The dataset used for generalization verification comes from the Intelligent V2X Open Dataset Challenge, jointly organized by the IMT-2020 (5G) Promotion Group Cellular Connected Vehicles (C-V2X) Working Group, China Association of Automobile Manufacturers and other organizations. The dataset includes 16,000 frames of image data and 8000 frames of LiDAR data. After assessment of the dataset, 84 frames of blank annotation information and corresponding image data are deleted, and 12 types of annotation information are merged and processed into 8 categories.

3.2. Experimental Environment and Evaluation Metrics

This study utilized the Ubuntu 20.04 operating system along with an i5-13600KF CPU and an NVIDIA GeForce RTX 3060 GPU. The programming language Python 3.8 was employed, with PyTorch 1.10 serving as the designated deep learning framework. To ensure the fidelity of the training outcomes, uniform training parameters were adopted across all algorithms.
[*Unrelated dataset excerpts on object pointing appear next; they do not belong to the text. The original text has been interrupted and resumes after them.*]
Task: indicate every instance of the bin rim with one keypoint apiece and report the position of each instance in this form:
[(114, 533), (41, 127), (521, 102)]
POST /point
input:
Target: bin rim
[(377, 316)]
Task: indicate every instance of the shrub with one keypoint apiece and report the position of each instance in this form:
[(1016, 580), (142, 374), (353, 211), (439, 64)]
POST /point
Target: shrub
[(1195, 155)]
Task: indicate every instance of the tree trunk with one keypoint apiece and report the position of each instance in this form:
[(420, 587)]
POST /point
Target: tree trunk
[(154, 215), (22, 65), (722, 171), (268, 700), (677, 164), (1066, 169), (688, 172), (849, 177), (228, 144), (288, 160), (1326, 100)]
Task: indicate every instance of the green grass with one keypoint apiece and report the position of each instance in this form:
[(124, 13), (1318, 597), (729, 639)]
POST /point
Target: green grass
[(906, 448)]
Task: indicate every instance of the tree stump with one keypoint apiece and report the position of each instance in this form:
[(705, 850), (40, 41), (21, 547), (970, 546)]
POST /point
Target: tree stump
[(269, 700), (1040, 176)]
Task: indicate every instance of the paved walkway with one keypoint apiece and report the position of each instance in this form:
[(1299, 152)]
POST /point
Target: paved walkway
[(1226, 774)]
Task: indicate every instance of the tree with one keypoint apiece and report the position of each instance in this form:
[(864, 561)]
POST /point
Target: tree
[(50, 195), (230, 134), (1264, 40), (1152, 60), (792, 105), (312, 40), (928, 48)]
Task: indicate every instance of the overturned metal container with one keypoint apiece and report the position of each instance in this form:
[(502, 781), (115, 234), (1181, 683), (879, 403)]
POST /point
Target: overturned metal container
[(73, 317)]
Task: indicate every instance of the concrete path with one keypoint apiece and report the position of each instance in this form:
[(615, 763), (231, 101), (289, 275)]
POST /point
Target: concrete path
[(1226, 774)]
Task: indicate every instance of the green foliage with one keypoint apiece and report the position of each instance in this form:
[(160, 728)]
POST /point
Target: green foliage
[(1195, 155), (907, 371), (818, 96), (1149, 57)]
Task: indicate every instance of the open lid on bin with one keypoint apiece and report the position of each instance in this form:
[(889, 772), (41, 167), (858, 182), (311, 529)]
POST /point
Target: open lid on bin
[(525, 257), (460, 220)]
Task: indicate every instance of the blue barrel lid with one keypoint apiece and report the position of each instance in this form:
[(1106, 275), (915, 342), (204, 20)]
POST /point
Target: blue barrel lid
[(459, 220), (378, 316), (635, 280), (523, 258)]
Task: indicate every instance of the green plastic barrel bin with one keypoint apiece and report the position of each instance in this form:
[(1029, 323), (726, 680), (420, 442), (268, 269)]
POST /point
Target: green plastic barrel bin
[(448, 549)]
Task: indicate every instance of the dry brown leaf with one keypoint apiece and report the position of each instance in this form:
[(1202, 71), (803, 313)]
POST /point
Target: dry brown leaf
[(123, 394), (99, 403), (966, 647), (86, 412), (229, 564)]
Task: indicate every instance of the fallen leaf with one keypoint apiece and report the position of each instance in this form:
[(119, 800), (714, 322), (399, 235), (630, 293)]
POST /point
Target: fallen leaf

The model training parameters were configured as follows: a batch size of 8, a learning rate of 0.01, and a momentum of 0.937.

This article employs mean precision mAP50 and mean precision mAP50:95 as metrics to measure detection accuracy. Floating-point operations (GFLOPs), parameter counts (Params), and detection frames per second (FPS) are considered indicative measures of both efficiency and real-time performance. Additionally, the size of the model weight (Size) is utilized to assess the model’s suitability for deployment on edge devices.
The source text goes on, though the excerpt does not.